Улыбка на лице Соркора погасла:
— Если…
— Последний целитель примерно так и сказал.
— Да потому что ты его запугал насмерть, — горестно вставила Этта, заглянувшая в дверь. — Соркор, ну хоть ты ему объясни! Скажи, что ногу надо отнять выше нынешнего, там, куда не добралось заражение! Он послушает тебя, он тебя уважает…
— Этта. Брысь!
— Мне некуда идти…
— Сходи купи себе что-нибудь в городе. Соркор, дай ей денег…
— Не надо мне никаких денег. Все Бычье устье знает, что я — твоя женщина. Если я на что-нибудь начинаю смотреть, мне эту вещь суют в руки и умоляют немедленно взять. Только мне ничего не надо — лишь бы тебе лучше стало…
Кеннит тяжко вздохнул.
— Соркор, — сказал он. — Закрой, пожалуйста, дверь. И чтобы эта особа осталась с той стороны…

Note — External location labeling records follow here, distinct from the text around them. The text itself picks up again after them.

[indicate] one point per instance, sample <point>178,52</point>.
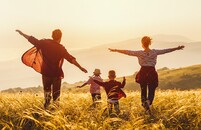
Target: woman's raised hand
<point>112,50</point>
<point>180,47</point>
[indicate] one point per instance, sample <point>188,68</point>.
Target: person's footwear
<point>47,99</point>
<point>146,106</point>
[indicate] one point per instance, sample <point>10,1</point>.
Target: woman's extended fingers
<point>20,32</point>
<point>112,50</point>
<point>181,47</point>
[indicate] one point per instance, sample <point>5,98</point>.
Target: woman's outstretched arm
<point>159,52</point>
<point>127,52</point>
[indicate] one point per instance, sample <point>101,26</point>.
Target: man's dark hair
<point>56,34</point>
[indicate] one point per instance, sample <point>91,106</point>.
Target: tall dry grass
<point>172,109</point>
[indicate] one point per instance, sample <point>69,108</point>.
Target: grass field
<point>172,109</point>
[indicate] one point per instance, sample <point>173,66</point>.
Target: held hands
<point>180,47</point>
<point>20,32</point>
<point>83,69</point>
<point>112,50</point>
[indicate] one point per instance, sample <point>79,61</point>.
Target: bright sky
<point>87,23</point>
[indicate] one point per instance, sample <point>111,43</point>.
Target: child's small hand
<point>78,86</point>
<point>112,50</point>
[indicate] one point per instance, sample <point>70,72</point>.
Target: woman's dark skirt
<point>147,75</point>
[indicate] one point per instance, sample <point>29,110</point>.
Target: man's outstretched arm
<point>31,39</point>
<point>78,65</point>
<point>23,34</point>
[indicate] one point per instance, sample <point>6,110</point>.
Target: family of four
<point>47,57</point>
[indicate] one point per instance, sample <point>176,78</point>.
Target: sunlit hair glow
<point>56,34</point>
<point>146,41</point>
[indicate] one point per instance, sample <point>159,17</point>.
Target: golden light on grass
<point>172,109</point>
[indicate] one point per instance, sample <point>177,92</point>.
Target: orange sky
<point>87,23</point>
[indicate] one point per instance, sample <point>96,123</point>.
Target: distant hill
<point>185,78</point>
<point>15,74</point>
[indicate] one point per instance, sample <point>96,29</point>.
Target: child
<point>94,88</point>
<point>113,91</point>
<point>147,77</point>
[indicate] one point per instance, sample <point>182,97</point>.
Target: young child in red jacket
<point>113,91</point>
<point>94,88</point>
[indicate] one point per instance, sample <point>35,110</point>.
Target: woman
<point>147,77</point>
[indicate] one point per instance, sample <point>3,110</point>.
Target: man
<point>46,57</point>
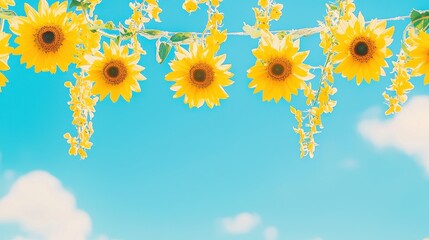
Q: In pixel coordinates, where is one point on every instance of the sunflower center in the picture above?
(279, 69)
(49, 38)
(201, 75)
(362, 49)
(115, 72)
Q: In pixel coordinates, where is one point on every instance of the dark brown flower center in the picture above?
(49, 38)
(362, 49)
(115, 72)
(279, 69)
(201, 75)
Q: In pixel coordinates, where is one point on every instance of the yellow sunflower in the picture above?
(419, 55)
(6, 3)
(361, 51)
(279, 70)
(46, 38)
(199, 75)
(5, 50)
(115, 72)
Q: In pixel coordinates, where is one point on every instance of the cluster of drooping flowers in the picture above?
(82, 104)
(107, 57)
(266, 12)
(319, 98)
(412, 60)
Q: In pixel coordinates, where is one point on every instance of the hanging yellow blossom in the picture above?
(114, 72)
(361, 51)
(199, 75)
(190, 5)
(46, 38)
(276, 12)
(82, 104)
(6, 3)
(419, 55)
(279, 71)
(5, 51)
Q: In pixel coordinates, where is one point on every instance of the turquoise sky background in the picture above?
(161, 171)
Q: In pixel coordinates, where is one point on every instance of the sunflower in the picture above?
(419, 55)
(199, 75)
(279, 70)
(46, 38)
(6, 3)
(5, 50)
(361, 51)
(115, 72)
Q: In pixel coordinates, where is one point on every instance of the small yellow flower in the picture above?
(276, 12)
(190, 5)
(46, 38)
(419, 54)
(325, 41)
(215, 3)
(115, 72)
(362, 50)
(263, 3)
(279, 70)
(5, 51)
(154, 12)
(200, 76)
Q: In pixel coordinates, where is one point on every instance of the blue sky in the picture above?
(161, 171)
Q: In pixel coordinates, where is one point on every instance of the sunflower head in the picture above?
(362, 50)
(5, 51)
(279, 70)
(46, 38)
(199, 75)
(114, 72)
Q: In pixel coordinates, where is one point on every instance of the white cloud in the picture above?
(407, 131)
(271, 233)
(44, 209)
(240, 224)
(9, 175)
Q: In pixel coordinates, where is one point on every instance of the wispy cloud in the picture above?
(44, 209)
(407, 131)
(271, 233)
(241, 223)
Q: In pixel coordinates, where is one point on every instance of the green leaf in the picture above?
(251, 31)
(151, 34)
(178, 37)
(420, 19)
(162, 51)
(7, 14)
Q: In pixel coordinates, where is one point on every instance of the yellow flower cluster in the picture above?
(5, 51)
(198, 74)
(192, 5)
(266, 12)
(143, 12)
(82, 104)
(401, 85)
(6, 3)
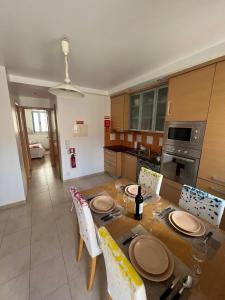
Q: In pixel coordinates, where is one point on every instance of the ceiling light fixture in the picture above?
(66, 89)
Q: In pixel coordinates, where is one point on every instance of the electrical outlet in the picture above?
(160, 141)
(139, 138)
(112, 136)
(150, 139)
(122, 136)
(130, 137)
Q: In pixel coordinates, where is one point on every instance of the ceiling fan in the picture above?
(66, 89)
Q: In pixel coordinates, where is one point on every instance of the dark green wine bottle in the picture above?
(138, 205)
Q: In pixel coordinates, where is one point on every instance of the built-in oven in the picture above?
(185, 134)
(179, 168)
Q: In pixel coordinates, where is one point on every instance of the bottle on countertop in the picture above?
(138, 205)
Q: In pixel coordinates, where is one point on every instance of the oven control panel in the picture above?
(182, 151)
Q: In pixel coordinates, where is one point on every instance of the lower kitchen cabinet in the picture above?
(171, 190)
(129, 166)
(112, 162)
(214, 189)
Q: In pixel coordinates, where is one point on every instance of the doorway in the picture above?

— Нет, Кеннит, я обещаю, я буду сидеть тише мыши… можно, я останусь? А ты поговори с ним, Соркор, убеди его, я знаю, он тебя послушает…
И она скулила вот так по-собачьи, пока Соркор очень осторожно выпроваживал ее из каюты и запирал за ней дверь. Если бы Кеннит был в состоянии сам ее выставить, он бы так не миндальничал. «Вот то-то и оно. Ей кажется, я совсем раскис, и она где только можно старается поставить на своем…» Еще когда выяснилось, что Этта пытала пленных, Кеннит заподозрил: ей ужас как нравилось резать беспомощных мужчин. «Вот бы выдумать благовидный предлог и оставить ее здесь, в Бычьем…»
— Ну и что новенького слышно в городе? — поинтересовался Кеннит, как если бы Соркор только что вошел и не было никакого разговора о ранах, лекарях и выздоровлении.
Соркор недоуменно моргнул… а потом, кажется, решил развеселить увечного капитана.
— Дела идут так, что лучше не надо… Ну, разве что если бы ты вздумал сойти на берег и сам перемолвиться словечком с купцами. Они чуть на колени не становятся, лишь бы зазвать тебя в гости, ну, да я тебе уже говорил. Как только у входа в гавань показался флаг Ворона, городишко прямо-таки раскрыл нам объятия. Мальчишки носились по причалам, вопя: «Капитан Кеннит! Капитан Кеннит!» И я слышал, как один из них говорил другому: мол, если уж говорить о пиратах, то с тобой вовсе никому не равняться, даже Игроту Страхолюду…
Кеннит вскинулся было, потом состроил кислую мину:
— Знавал я Игрота, когда был юнцом. Его репутация сильно преувеличена…
— Но, согласись, это кое-что — когда тебя сравнивают с человеком, сжегшим двадцать городов и…
— Хватит о моей славе, — перебил Кеннит. — Дела-то как продвигаются?
— Нас отменно снабдили, да и «Сигерну» уже набок выложили для починки… — Могучий пират недовольно тряхнул головой. — Ну и гнилая же оказалась калоша! Удивляюсь я, право, как это сатрап на таком дырявом корыте подарки кому-то взялся отправлять…
— Думается, он ее корпус не осматривал, — заметил Кеннит сухо. — А как горожане приняли новое население, которое мы им привезли?
— Опять же с распростертыми объятиями, кэп! У них тут, оказывается, во время последнего налета охотники за рабами лучшего кузнеца умыкнули. А мы двоих новых доставили! А уж музыканты — про них все только и говорят. Они уже трижды ставили «Освобождение „Сигерны“» — это у них пьеса так называется. Тебя там раскрасавец-парень играет, а змея они сделали из шелка, бумаги и обручей от бочки. Он прямо так вздымается и… хм-м-м… — Соркор закашлялся. — Отличная, короче, пьеса получилась, кэп. Весь город видел, и все равно идут посмотреть.